Markets will react to the fundamental problem - no matter what the pundits and politicos say. They will mark down asset prices in the debt-burdened economies... The Great Correction is at work.
*** An update from the Emerald Isle, from our own Irish gem, Ronan McMahon. Ireland has been leading Europe by pledging deep cuts in the public budget. With a much lower government debt than the US, Ireland could still save itself. So far, the Irish have gone along with the 'austerity' measures with good humor. That may be changing:
"I really hope Ireland can hobble along (re below) but it seems to be looking more and more like a best case scenario. We ran the largest deficit in euro land last year. Tax revenues continue to tank this year. The banks need another 20-30bn which could bring this year's deficit north of 30% if the cash is dished out this year. The government proudly told us when they started giving Anglo [a major Irish bank] cash that it was "off book" so it was ok. Now Europe is insisting it's booked the year it's paid. That's why last year's deficit numbers were revised up in March of April.
"We took our first doses of medicine but the mood is changing. There was a mini riot outside the Dail (parliament). The police held the line...ironic given that there have been quite militant murmurings of action from with their representative body. Another dose of medicine is due in the next budget. Another 3bn in cuts needs to be found (although the EU are now looking at our books to see if we need to shave more). This time it won't be so easy to find or to cut
"NAMA (our bad bank) seems to be insolvent from the getgo and may need to be recapitalised. Not even a single euro of interest is being paid on a huge chunk of the loans it has taken over. Our economy is completely out of whack. Big mulitinationals are doing well making chips to keep your computer running or stents to keep your heart running or little blue pills to keep other parts running.
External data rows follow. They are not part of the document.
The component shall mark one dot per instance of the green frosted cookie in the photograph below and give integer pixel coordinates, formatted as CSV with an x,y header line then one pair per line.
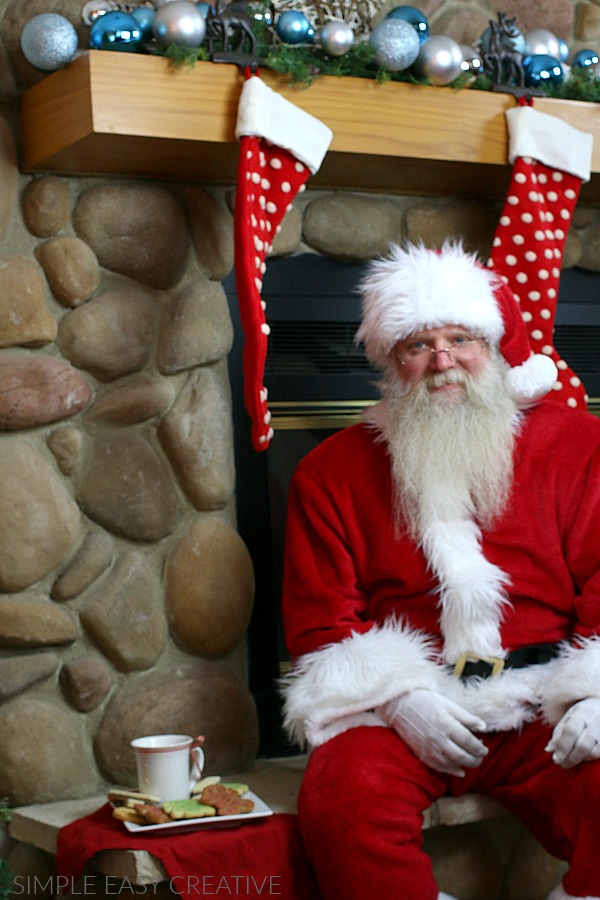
x,y
188,809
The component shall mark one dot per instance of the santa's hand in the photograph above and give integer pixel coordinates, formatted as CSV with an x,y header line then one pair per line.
x,y
437,730
576,738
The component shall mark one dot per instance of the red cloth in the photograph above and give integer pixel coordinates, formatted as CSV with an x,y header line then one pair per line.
x,y
261,858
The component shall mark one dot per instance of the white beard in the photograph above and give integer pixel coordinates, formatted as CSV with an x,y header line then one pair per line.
x,y
452,456
452,466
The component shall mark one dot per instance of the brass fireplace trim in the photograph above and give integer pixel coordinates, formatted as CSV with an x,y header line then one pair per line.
x,y
336,414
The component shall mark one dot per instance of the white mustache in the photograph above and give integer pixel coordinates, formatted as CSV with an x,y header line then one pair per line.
x,y
451,376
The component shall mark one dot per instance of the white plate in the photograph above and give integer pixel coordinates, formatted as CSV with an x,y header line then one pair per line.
x,y
259,812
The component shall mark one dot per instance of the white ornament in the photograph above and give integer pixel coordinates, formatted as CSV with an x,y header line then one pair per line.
x,y
336,37
542,41
440,60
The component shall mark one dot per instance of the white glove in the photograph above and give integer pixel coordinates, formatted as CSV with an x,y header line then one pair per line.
x,y
437,730
576,738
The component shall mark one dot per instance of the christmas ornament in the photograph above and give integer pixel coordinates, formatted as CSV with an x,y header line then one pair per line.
x,y
49,41
93,9
440,60
472,61
259,11
396,44
280,146
584,58
144,16
540,41
541,69
550,161
116,30
179,22
564,51
336,37
292,27
414,17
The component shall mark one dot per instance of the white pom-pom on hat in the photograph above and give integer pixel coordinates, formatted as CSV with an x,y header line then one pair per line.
x,y
415,288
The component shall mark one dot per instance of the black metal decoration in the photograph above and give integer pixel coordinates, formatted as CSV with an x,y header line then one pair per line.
x,y
502,62
230,36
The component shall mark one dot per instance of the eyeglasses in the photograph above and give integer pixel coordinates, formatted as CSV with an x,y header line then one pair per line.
x,y
459,349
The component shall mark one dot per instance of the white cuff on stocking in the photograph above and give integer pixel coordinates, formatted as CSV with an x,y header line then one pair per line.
x,y
550,140
264,113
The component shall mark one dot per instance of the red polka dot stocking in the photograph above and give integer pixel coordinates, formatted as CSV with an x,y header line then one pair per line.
x,y
528,248
280,145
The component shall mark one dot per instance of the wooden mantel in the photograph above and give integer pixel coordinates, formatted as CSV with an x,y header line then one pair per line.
x,y
112,113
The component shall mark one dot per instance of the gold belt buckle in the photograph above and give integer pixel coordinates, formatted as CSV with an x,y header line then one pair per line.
x,y
496,662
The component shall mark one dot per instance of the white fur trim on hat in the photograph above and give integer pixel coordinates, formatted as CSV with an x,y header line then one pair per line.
x,y
532,379
417,288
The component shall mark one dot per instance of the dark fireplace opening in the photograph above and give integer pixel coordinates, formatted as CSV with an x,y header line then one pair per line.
x,y
318,382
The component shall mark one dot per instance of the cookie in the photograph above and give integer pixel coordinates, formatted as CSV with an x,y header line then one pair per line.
x,y
226,800
188,809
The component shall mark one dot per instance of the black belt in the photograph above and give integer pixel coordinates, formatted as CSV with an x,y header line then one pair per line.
x,y
469,665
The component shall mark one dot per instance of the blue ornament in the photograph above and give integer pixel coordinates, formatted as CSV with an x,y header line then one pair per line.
x,y
49,41
541,69
144,16
414,17
116,31
396,44
584,58
292,27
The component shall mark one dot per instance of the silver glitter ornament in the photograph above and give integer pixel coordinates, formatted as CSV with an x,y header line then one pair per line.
x,y
396,44
336,38
180,23
440,60
49,41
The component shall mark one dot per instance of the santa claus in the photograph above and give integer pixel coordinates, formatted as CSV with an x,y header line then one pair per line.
x,y
442,590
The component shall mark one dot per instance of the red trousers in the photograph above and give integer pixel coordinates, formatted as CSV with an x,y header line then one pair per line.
x,y
364,792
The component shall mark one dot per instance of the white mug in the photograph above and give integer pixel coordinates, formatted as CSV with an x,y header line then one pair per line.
x,y
168,765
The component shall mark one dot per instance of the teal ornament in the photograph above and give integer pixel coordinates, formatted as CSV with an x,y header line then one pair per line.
x,y
541,69
584,58
336,37
564,51
440,60
116,30
180,23
144,16
292,27
396,44
414,17
49,41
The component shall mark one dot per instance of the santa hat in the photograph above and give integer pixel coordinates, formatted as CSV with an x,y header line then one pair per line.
x,y
415,288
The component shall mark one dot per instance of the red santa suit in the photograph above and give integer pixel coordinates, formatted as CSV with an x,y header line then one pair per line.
x,y
363,625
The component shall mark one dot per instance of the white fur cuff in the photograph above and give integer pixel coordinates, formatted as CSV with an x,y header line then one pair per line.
x,y
574,676
338,686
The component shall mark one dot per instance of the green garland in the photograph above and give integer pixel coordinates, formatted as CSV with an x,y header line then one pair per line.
x,y
304,63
But, in total they only employ about 100,000 people.
"The public sector is bloated and horrifically expensive.
"Exporters to the UK, or retailers north of a line between Dublin and Galway have been living a nightmare with sterling weakness... Many have just disappeared. For the past 8 years the service sector was pretty much based on us selling houses to each other. Everyone had a ton of money...the brick layer, the mortgage broker, the solicitor, the realtor, the BMW sales man, the stockbroker...That's all gone.
"The residential real estate tidal wave hasn't hit yet. Banks are ratcheting up interest rates in line with their cost of money. People will start walking away from their homes as they loose their jobs. Emigration is back...
"It's pretty bleak. Hopefully we can hobble until we find the bottom of the rainbow."
Bill Bonner is the President & Founder of Agora Inc, an international publisher of financial and special interest books and newsletters.